Always good to hear a story of the boys and girls in action...
MA'SUM GHAR, Afghanistan - The all-terrain vehicle kicks up a cloud of dust as the Canadian soldiers rush down the dirt road, their human cargo sprawled on stretchers strapped to the front.
Another two casualties of the interminable Afghan war, brought to the front gate of a forward operating base near the town of Bazar-e Panjwaii for treatment at the small make-shift clinic on the side of a hill.
Without a proper hospital for miles around, the best hope for injured Afghans rests with a Canadian team stationed here, which is why the two men ended up at the base gate on Thursday.
They had been helping supply security for a construction project on a road between Bazar-e Panjwaii and a tiny Canadian outpost a few kilometres to the south — a road Canadian soldiers travel frequently.
"There's been an IED hit on the road," says Maj. Frederic Pruneault, commander of Airborne Company at Ma'sum Ghar.
"They were private security contractors who were working to make this road better."
While one of the injured only received cuts to his face, the other man is obviously in bad shape.
He is semi-conscious with a serious chest wound. His lung has collapsed. His arm is broken, the tip of a finger gone. Shrapnel wounds pepper much of his body.
Within seconds, the Canadians led by Warrant Officer Yves Martin, a physician assistant, have unloaded him from the ATV and begin stabilizing, life-saving treatment.
They strip him down and cover him with a foil blanket for warmth — his protruding, bloodied feet quiver occasionally — before setting about getting his breathing normalized and his damaged arm and hand bandaged.
About a half-dozen people work on the man, while others tend to his colleague, laid out on another stretcher-table a few feet away. The quarters are cramped and rudimentary, but no one seems to get in anyone's way as they quickly, efficiently tend to the task at hand.
"His lung is busted (and) we need to do an incision and put in a tube that lets the excess pressure out," Martin explains.
"As soon as I opened him up, I could hear the gurgling."
Outside, in the hot sunshine, an anxious colleague wearing a black protective vest sits and waits, concern obvious on his face.
It's not known who planted the roadside bomb, but given the more difficult task of attacking well armoured Canadians, insurgents have been going after "soft targets" — like Afghan police or security guards, Pruneault says.
Besides Martin and another permanent staffer qualified in advanced trauma life support, the Canadian team at the Unit Medical Station also comprises an ambulance crew with a medic, along with a driver who is a nurse in civilian life.
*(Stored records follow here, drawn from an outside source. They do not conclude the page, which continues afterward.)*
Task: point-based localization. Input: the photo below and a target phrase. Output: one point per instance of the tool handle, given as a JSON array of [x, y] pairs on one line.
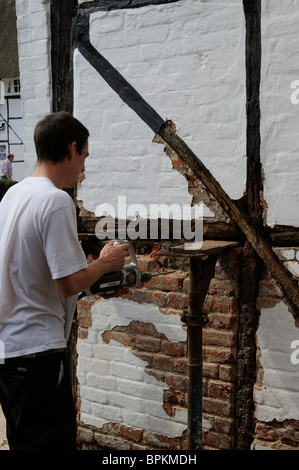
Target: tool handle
[[131, 250]]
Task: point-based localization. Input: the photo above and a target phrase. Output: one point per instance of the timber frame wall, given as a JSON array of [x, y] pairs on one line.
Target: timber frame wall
[[63, 17]]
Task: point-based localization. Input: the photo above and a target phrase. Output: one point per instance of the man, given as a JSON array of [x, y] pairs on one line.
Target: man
[[42, 269], [6, 168]]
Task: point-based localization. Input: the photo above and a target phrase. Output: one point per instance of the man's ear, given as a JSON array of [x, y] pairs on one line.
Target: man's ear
[[71, 150]]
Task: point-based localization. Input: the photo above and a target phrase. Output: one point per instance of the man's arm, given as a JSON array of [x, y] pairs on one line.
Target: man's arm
[[112, 257]]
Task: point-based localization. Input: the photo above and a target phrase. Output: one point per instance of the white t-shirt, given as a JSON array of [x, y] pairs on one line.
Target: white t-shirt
[[38, 243]]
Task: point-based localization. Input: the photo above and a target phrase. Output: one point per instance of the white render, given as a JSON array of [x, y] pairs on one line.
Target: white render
[[114, 385], [187, 60], [278, 340], [189, 64], [34, 44], [279, 111]]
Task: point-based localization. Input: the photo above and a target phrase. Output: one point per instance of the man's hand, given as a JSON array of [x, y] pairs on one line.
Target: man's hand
[[112, 258]]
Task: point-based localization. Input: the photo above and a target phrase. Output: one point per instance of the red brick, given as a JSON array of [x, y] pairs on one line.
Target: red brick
[[220, 389], [177, 300], [173, 349], [218, 338], [145, 343]]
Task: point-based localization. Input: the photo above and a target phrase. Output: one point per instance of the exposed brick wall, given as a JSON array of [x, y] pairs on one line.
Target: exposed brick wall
[[167, 362]]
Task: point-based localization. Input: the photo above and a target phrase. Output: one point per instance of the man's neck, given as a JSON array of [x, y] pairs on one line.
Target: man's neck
[[51, 171]]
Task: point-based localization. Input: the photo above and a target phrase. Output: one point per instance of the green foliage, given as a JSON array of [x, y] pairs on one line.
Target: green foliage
[[5, 185]]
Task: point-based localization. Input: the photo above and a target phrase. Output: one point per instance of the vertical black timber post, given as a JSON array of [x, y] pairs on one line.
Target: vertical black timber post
[[251, 264], [62, 13]]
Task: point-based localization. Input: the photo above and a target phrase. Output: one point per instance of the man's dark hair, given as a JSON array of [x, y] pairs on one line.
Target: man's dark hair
[[53, 134]]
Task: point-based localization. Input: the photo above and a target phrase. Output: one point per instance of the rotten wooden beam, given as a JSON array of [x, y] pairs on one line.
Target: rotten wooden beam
[[256, 239]]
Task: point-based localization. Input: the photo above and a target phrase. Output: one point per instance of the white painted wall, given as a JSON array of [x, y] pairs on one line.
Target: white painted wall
[[186, 59], [278, 340], [114, 386], [34, 45], [279, 111]]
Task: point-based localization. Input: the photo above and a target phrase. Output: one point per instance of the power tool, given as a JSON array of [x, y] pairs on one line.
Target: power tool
[[128, 276]]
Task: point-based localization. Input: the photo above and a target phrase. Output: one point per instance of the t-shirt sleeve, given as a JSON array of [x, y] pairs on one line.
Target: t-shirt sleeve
[[62, 248]]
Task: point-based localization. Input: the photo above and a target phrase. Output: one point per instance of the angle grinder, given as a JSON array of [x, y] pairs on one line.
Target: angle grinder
[[128, 276]]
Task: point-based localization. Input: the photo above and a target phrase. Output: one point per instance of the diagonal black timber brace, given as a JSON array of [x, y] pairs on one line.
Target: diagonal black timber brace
[[262, 247], [166, 130]]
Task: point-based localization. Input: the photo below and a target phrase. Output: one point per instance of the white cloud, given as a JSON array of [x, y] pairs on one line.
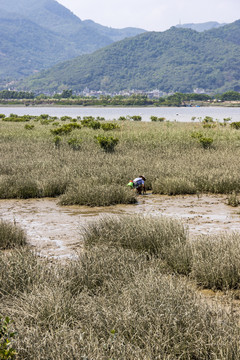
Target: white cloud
[[155, 15]]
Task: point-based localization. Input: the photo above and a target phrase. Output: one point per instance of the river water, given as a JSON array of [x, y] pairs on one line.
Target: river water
[[181, 114]]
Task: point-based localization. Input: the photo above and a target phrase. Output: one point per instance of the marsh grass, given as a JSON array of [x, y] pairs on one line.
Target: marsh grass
[[11, 236], [110, 303], [163, 237], [216, 261], [94, 194], [170, 157]]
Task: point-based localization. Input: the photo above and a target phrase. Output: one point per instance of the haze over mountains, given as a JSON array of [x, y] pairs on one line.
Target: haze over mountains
[[41, 34], [175, 60], [36, 34]]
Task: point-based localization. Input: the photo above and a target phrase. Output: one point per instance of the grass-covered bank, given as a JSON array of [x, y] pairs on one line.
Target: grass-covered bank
[[120, 299], [52, 157]]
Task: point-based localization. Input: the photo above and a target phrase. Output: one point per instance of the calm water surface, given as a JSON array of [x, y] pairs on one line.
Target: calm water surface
[[182, 114]]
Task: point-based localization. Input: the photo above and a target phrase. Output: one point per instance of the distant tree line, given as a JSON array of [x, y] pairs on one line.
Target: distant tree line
[[9, 94], [68, 98]]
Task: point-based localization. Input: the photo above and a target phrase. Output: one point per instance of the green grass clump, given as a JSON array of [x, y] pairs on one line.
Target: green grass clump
[[94, 194], [11, 236], [110, 304]]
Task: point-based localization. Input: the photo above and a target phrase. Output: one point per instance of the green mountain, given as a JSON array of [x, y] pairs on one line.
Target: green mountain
[[174, 60], [36, 34], [201, 26]]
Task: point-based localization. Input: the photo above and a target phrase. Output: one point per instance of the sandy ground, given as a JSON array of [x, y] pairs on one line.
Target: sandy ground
[[55, 230]]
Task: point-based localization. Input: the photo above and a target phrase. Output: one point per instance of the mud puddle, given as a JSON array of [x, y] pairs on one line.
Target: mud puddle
[[55, 230]]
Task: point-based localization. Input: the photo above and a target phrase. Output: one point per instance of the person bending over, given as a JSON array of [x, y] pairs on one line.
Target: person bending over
[[139, 184]]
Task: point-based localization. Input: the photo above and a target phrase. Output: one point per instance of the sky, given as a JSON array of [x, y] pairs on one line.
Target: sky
[[154, 15]]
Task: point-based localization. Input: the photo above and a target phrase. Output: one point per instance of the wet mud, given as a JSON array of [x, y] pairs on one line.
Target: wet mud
[[56, 231]]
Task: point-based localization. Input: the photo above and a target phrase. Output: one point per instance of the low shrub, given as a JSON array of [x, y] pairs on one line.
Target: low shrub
[[208, 119], [11, 236], [136, 118], [29, 127], [91, 123], [109, 126], [107, 143], [155, 118], [93, 194], [65, 118], [16, 118], [232, 199], [6, 336], [65, 129], [235, 125], [206, 142], [75, 143]]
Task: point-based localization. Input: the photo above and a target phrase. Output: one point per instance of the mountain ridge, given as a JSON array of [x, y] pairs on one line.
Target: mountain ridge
[[54, 24], [174, 60]]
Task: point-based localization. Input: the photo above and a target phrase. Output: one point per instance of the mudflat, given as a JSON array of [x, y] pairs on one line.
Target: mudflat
[[55, 230]]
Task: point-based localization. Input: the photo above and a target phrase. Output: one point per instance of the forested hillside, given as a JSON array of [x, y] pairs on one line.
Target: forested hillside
[[174, 60], [36, 34]]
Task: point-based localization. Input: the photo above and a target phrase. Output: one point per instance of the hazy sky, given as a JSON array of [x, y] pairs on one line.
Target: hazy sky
[[155, 15]]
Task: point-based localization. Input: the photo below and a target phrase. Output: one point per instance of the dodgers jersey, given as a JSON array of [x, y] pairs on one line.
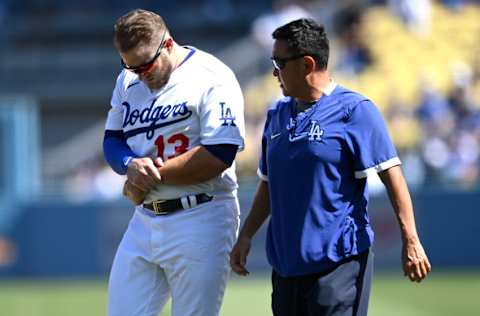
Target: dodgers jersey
[[201, 104], [316, 163]]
"We're well prepared," Martin says.
The unit mainly treats Afghan nationals brought to the base gate because Canadian or other coalition casualties, if serious, are flown straight to the large, modern hospital at Kandahar Airfield.
Besides bomb strikes, the team sees gunshot wounds — including one recent case where Canadian soldiers shot an Afghan truck driver who did not stop when commanded. It turned out he had no brakes.
With both men patched up and stabilized as far they can be, they are again mounted on stretchers, strapped to the front of the ATV painted in military brown with a red cross on the front and driven back down the dirt road to a heli-pad.
The requested medevac chopper roars in for a landing, the two patients are loaded up, and they whirl away to a hospital at Camp Hero, an Afghan National Army base near Kandahar Airfield.
Just another day in Afghanistan. Two more casualties.
"He was pretty banged up but it could have been worse," Martin says of the more critically injured man.
"With the care he received here, we're not worried for his life."